Le quart de finale contre Wolfgang Renninger, à Kaiserslautern en 2022, fut particulièrement éprouvant. J'ai perdu le premier match 6-3. Je devais donc absolument gagner le deuxième match pour emmener Wolfgang  en prolongation. Mais à la mi-temps il menait 4-1 ! L'affaire semblait pliée d'avance, mais je n'ai pas perdu mon sang froid. J'ai finalement pu retourner la situation et même marquer le but en or sur le premier tir de la prolongation. Après cette épreuve,  je suis allé jusqu'au bout en remportant le tournoi.

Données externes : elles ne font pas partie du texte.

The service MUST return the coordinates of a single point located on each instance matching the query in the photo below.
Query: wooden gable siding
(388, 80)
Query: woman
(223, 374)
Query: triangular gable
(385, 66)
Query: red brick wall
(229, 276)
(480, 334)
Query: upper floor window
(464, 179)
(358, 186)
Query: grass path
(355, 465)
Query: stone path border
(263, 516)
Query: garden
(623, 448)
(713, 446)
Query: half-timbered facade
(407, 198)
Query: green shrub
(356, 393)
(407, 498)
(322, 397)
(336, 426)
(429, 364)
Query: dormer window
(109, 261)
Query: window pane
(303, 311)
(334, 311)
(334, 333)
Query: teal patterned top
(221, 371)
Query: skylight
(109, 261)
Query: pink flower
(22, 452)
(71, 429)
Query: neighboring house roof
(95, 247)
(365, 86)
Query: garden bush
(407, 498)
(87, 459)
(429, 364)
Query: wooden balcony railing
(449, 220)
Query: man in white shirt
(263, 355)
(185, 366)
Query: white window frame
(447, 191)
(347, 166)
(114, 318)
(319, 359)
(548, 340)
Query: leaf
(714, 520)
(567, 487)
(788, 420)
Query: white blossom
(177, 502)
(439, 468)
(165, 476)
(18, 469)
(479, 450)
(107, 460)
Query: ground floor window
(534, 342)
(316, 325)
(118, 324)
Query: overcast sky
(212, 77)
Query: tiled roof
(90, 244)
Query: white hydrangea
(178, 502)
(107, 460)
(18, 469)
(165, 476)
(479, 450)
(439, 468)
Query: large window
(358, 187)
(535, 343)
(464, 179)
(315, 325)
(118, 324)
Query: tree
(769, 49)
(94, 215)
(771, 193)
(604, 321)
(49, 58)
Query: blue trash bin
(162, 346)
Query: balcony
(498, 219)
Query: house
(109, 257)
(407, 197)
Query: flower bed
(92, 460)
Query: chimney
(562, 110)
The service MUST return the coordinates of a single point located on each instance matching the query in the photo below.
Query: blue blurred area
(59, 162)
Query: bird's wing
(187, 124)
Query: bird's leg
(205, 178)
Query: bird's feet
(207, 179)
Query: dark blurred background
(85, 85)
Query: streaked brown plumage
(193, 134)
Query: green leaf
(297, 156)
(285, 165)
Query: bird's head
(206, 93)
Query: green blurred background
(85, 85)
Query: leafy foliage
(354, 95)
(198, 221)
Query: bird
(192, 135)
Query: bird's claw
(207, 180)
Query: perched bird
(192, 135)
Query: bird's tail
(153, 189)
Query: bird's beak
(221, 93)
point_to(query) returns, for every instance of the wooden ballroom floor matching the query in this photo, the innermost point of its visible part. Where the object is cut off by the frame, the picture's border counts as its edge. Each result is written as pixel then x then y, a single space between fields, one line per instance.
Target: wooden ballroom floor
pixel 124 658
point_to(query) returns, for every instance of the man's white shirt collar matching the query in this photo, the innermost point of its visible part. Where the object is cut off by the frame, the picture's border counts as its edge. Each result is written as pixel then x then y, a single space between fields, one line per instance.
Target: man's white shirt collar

Comment ai-je réussi ? Il faut toujours avoir en tête que le prochain tir peut tout changer. 


Comment gères-tu tes entraînements ?

Cela se passe sans trop de problème. Avec le PWR 78 Wasseralfingen, on s'entraîne une fois par mois, tandis qu'au TKC 71 Hirschlanden, ils s'entraînent deux fois par mois. J'essaie d'aller m'entraîner avec eux au moins une fois par mois. Donc j'arrive à jouer une fois toutes les deux semaines, et puis je continue de me perfectionner à la maison en famille. Je participe à environ huit ou dix tournois dans l'année, j'arrive à tout imbriquer. 



Peux-tu nous parler d’un succès dont tu es particulièrement fier? 

Avant le grand tournoi d'Allemagne de 2017, j'avais fait une pause. Je ne participais plus aux tournois. Du coup quand j'ai fini par m'inscrire, je n'étais même plus classé. Pourtant j'ai réussi à aller jusqu'en finale et je n'ai perdu que d'un but. Je pense que c'était vraiment une belle performance. Avoir réussi à atteindre quatre finales et en gagner trois lors de mes cinq dernières tentatives est une belle preuve de réussite aussi selon moi. En fait, la chose dont je suis le plus fier, c'est de jouer au Tipp-Kick. 


Comment gères-tu la pression lors d’un tournoi ? 

Le Tipp-Kick est un sport qui nécessite d'avoir du mental, mais si l'on est bien préparé, c'est un challenge excitant. J'ai de la chance car j'arrive à ne pas trop ressentir de pression. 


Quel est le déclic qui permet de monter un palier? 

On devient un grand joueur au moment où notre talent et nos désirs s'alignent. 


Comment t'occupes-tu de ton matériel? 

Je suis vraiment très soigneux avec mon équipement, j'y tiens car il me vient de mon père. Je nettoie la visserie régulièrement, mais je viens de me rendre compte que je ne l'ai pas fait depuis un moment. 


En plus du Tipp-Kick, quelles sont tes occupations ? 

J'aime être actif. En plus du Tipp-Kick, j'aime faire du vélo et du rameur. J'aime aussi faire de la marche pour prendre l'air.


Quel est ton but ultime?

Mon but est de gagner le tournoi d'Allemagne qui est le plus important du circuit et le seul classé en catégorie A.